Dalam pengembangan versi Indonesia tersebut, tim melakukan kontekstualisasi dengan mendiskusikan sejumlah isu dan contoh kasus di Indonesia sehingga buku ini menjadi relevan di sini.
Sejumlah nama terlibat dalam Lokakarya Penerjemahan dan Penulisan Konteks Indonesia. Mereka adalah Ana Nadhya Abrar, Gilang Desti Parahita, Lisa Lindawati, Muhamad Sulhan (Universitas Gadjah Mada), Yohanes Widodo (Universitas Atma Jaya Yogyakarta), Susilastuti (Universitas Pembangunan Nasional Veteran Yogyakarta).

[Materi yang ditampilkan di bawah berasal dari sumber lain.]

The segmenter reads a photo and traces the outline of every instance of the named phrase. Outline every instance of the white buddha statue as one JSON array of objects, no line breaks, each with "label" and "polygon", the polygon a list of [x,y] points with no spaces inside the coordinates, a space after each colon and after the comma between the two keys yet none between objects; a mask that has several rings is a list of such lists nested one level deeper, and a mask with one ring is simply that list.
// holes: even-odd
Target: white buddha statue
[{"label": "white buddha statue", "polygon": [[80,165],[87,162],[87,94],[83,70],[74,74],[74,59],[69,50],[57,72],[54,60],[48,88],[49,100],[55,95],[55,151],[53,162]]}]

Selanjutnya, Siantari Rihartono (Universitas Islam Sunan Kalijaga Yogyakarta), Rosy Tri Pagiwati (Universitas Indonesia), Ignatius Haryanto (Universitas Multimedia Nusantara), Abdul Manan (Aliansi Jurnalis Independen Indonesia), Bambang Muryanto (Aliansi Jurnalis Independen Yogyakarta), Mardiyah Chamim (Tempo Institute), Giri Lumakto (MAFINDO), Indriyatno Banyumurti (SiBerkreasi), dan Frendy Kurniawan (Tirto). Mereka semua memberikan sumbangan terhadap banyak poin yang disampaikan dalam bab-bab kontekstualisasi Indonesia.
**
Nah, kembali kepada nasihat Suhu Parni, berita palsu dan prasangka sejak dulu hingga kini selalu saja menjadi sumber malapetaka. Tegasnya, sudah terjadi sejak jaman purba.